Cook County Board President Toni Preckwinkle was a no-show at the first televised mayoral debate on Thursday, so organizers of the Northwest Side forum left the traditional empty seat.
They probably should have done the same for Ald. Ed Burke.
The criminally charged 14th Ward aldermen isn’t running for mayor, but his presence loomed as large with some of the candidates as that of the missing frontrunner.
It was the first major forum since Burke appeared in federal court on attempted extortion charges.
“Just about everybody up here is going to say they never heard of Ed Burke,” former White House chief of staff Bill Daley said, referring to the other mayoral candidates crowded onto the state alongside him.
“It’s time now to make fundamental changes to our system of governing. We should have maybe 15 aldermen [instead of 50 in City Council],” Daley said.

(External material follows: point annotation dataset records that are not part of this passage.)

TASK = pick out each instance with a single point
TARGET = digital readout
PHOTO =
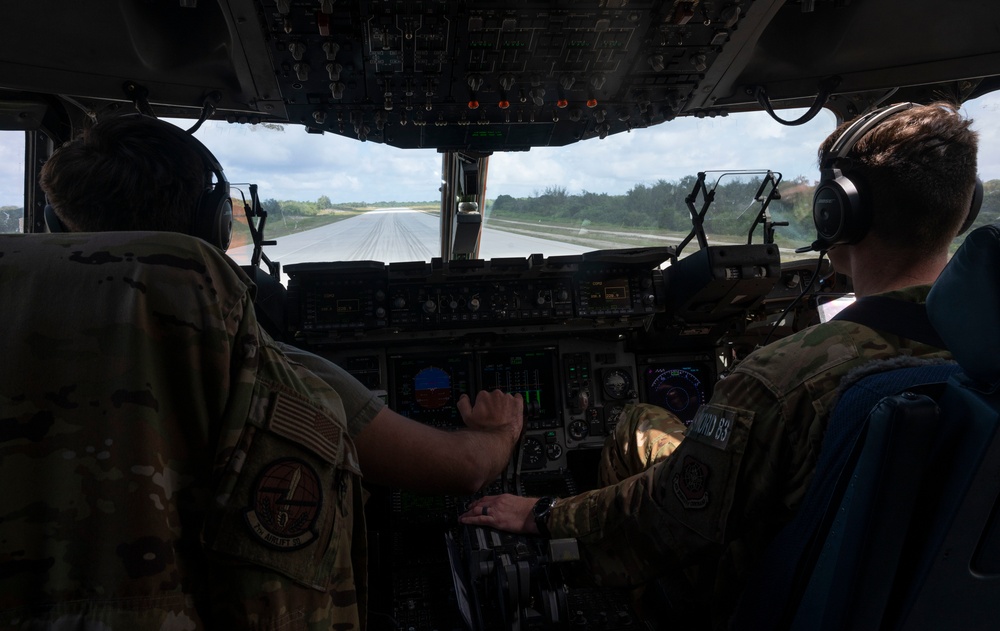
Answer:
(609, 294)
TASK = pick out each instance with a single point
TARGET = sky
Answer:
(294, 165)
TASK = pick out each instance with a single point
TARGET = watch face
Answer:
(542, 507)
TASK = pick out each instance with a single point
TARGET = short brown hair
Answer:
(918, 169)
(127, 173)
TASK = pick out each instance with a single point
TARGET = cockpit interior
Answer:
(579, 336)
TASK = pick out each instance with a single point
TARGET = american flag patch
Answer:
(304, 424)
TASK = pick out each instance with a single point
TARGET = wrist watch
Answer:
(541, 511)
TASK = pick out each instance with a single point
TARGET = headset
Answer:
(213, 216)
(840, 209)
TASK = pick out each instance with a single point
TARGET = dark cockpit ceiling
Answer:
(488, 76)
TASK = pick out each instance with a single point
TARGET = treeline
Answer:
(662, 206)
(10, 218)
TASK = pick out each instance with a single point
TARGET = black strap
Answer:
(906, 319)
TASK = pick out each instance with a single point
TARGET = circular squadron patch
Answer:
(285, 503)
(691, 483)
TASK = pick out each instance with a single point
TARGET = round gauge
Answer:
(533, 452)
(553, 451)
(679, 391)
(617, 383)
(432, 388)
(577, 430)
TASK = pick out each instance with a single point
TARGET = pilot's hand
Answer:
(511, 513)
(494, 411)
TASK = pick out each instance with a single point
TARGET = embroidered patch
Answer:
(691, 483)
(713, 425)
(284, 505)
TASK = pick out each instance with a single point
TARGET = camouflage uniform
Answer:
(737, 477)
(164, 465)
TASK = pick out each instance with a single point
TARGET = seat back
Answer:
(121, 354)
(899, 528)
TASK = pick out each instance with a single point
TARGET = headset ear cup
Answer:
(838, 211)
(214, 216)
(977, 203)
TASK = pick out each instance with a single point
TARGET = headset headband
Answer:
(856, 130)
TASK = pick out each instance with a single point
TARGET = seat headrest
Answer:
(964, 305)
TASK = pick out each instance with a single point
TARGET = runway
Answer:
(394, 235)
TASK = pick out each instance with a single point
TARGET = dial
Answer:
(534, 453)
(679, 391)
(553, 451)
(578, 430)
(612, 415)
(618, 384)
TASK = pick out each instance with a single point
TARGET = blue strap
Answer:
(769, 600)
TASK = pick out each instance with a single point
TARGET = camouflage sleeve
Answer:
(288, 521)
(360, 404)
(682, 507)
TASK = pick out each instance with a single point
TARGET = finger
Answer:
(464, 405)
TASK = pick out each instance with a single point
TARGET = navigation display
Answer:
(530, 373)
(426, 387)
(610, 293)
(680, 388)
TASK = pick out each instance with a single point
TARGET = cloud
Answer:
(292, 164)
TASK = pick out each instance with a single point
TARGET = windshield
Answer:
(329, 198)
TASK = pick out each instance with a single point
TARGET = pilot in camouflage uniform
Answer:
(137, 380)
(725, 491)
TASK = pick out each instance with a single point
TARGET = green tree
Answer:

Illinois Comptroller Susana Mendoza tiptoed around the question of how she would assure voters she could change an alleged culture of clout and corruption in City Hall.

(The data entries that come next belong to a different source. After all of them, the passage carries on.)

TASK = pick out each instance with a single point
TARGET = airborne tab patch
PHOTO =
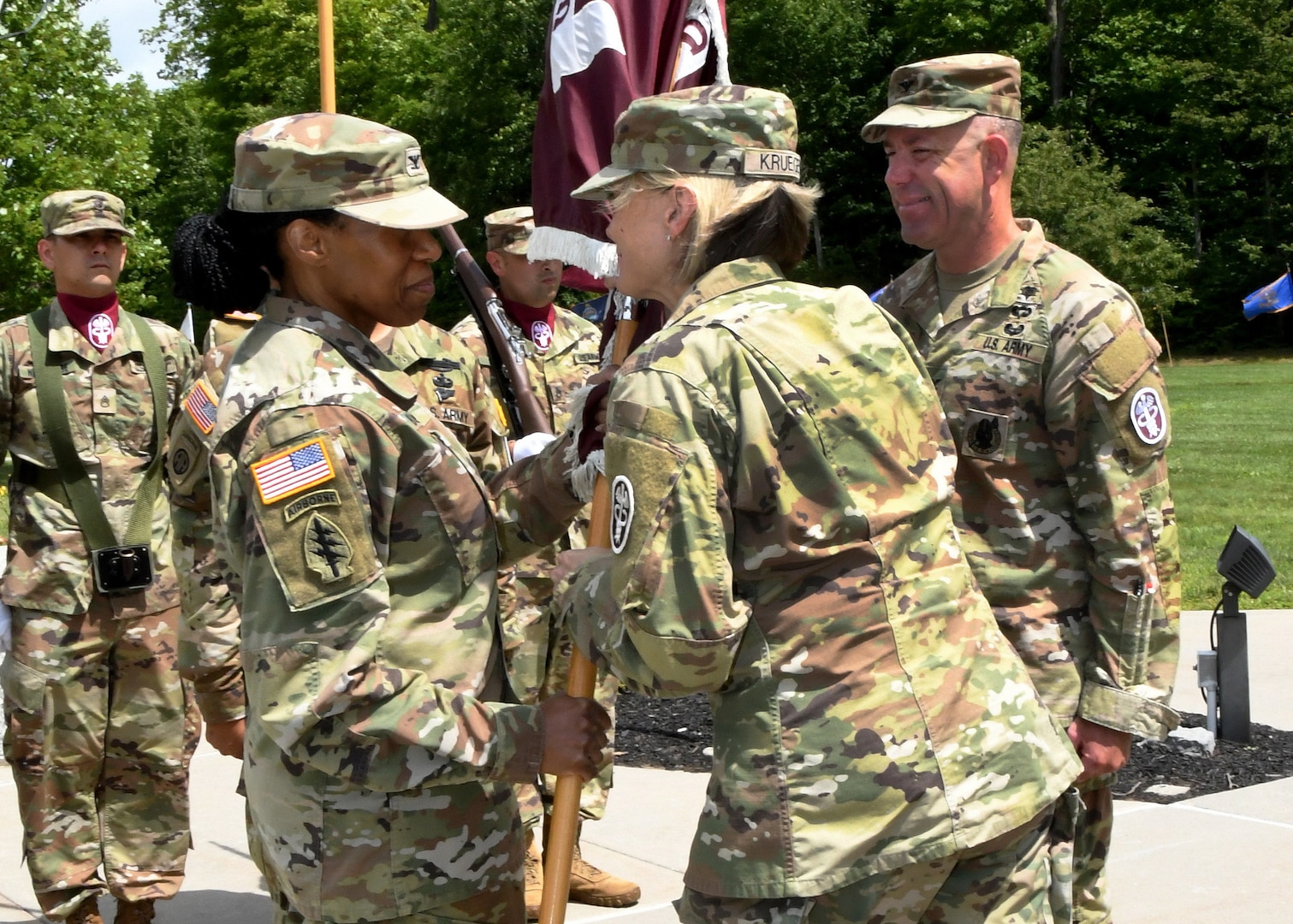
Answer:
(293, 471)
(200, 405)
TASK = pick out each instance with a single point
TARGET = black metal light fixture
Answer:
(1247, 569)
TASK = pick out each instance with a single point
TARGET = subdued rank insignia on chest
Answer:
(986, 435)
(328, 552)
(200, 405)
(293, 471)
(1148, 418)
(621, 512)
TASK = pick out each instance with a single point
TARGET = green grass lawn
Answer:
(1230, 463)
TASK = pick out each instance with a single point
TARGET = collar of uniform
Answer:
(346, 339)
(724, 278)
(66, 339)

“I’m focused on the future first and foremost. We have to look at this holistically and say we cannot have elected officials who are running for office to profit themselves,” said Mendoza, who has caught flak for having her wedding at Burke’s Southwest Side home.

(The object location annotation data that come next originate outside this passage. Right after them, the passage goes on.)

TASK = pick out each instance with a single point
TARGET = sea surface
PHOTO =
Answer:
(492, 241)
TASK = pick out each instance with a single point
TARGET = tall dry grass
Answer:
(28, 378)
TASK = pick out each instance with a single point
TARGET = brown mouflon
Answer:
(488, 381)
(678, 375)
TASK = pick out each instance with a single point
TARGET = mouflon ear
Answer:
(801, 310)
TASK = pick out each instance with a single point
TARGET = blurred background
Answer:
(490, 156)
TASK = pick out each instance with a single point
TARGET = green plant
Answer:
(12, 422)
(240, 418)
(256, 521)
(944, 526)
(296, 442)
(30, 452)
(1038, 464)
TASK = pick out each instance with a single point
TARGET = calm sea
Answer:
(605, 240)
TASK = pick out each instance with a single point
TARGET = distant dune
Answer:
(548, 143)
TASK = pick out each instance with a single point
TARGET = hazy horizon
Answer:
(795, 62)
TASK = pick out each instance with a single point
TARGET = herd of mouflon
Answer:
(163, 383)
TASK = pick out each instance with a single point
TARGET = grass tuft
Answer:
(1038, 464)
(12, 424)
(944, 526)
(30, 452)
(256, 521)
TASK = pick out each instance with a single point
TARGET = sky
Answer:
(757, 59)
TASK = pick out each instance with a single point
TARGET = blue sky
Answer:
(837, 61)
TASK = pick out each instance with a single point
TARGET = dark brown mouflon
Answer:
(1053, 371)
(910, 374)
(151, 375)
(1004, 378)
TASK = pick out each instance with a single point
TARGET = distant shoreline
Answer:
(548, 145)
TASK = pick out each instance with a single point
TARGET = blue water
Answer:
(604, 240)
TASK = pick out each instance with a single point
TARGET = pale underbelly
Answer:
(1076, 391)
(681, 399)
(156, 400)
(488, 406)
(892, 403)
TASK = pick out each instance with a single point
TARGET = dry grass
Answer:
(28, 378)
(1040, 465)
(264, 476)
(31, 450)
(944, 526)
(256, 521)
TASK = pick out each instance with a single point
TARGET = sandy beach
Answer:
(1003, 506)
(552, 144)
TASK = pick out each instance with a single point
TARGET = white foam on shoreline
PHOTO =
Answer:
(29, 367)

“I’m focused on the next generation,” she said.
Gery Chico, former chief of staff to Richard M. Daley, touted his “record of performing whenever I’ve been asked to serve.”
One place Chico served was in Burke’s Finance Committee during the Council Wars of the 1980s. And he accepted Burke’s endorsement before the alderman’s legal troubles started.
On Thursday, Chico said he supported reducing aldermanic privilege over zoning changes and licensing within their wards.
“Every piece of data that affects a city contract should be published on the city website,” Chico said.
Absent from the forum at Steinmetz College Prep was Preckwinkle, who is indirectly mentioned in the criminal complaint against Burke. The alderman allegedly muscled a Burger King franchisee to donate to Preckwinkle’s campaign committee.
Lawyer Jerry Joyce Jr. showed up for the final 30 minutes of the 90-minute forum.
The 12 candidates showed up on time all said “yes” when asked if they supported a ban on alderman earning an outside income beyond their City Hall paychecks. The feds say Burke was trying to funnel business to his property tax appeal law firm.
But candidates were split on whether Burke should resign from the 14th Ward post he’s held for five decades.
Daley and Chico said it’s up to Burke himself. Former Ald. Bob Fioretti, ex-Chicago Police Supt. Garry McCarthy and state Rep. La Shawn Ford said he shouldn’t give up his office.
Mendoza, Cook County Circuit Court Clerk Dorothy Brown, Austin Chamber of Commerce director Amara Enyia and DePaul grad John Kozlar all said Burke should resign, while former Chicago Public Schools CEO Paul Vallas and former federal prosecutor Lori Lightfoot said 14th Ward voters should decide his fate.
All 12 said they support term limits for aldermen.
It was a largely civil debate with virtually no verbal sparring between those who attended.
Chico pounced on Mendoza during introductions in one of the few barbed encounters of the forum, which was hosted by WGN News and Ald. Gilbert Villegas (36th).
“What I see right now from people like Toni Preckwinkle and Sue Mendoza is raising taxes. We are not an ATM machine for lazy government,” Chico said.
“Just to be clear, Gery, it’s ‘Susana,’ ” Mendoza said in turn. “The ‘s’ is not silent, and neither am I.”
The organizers kept the 90-minute forum moving, limiting the 13 candidates eventually participating to one-minute answers and asking a series of “lightning rounds” requiring one-word answers.
Most — except for Enyia —said they support a Chicago casino, and all were in favor of legalizing and taxing marijuana.
“At the risk of getting hounded by my mother tonight who is watching, yes,” Vallas said.
“Yes,” businessman Willie Wilson said, “because everybody is going to be smoking it anyway.”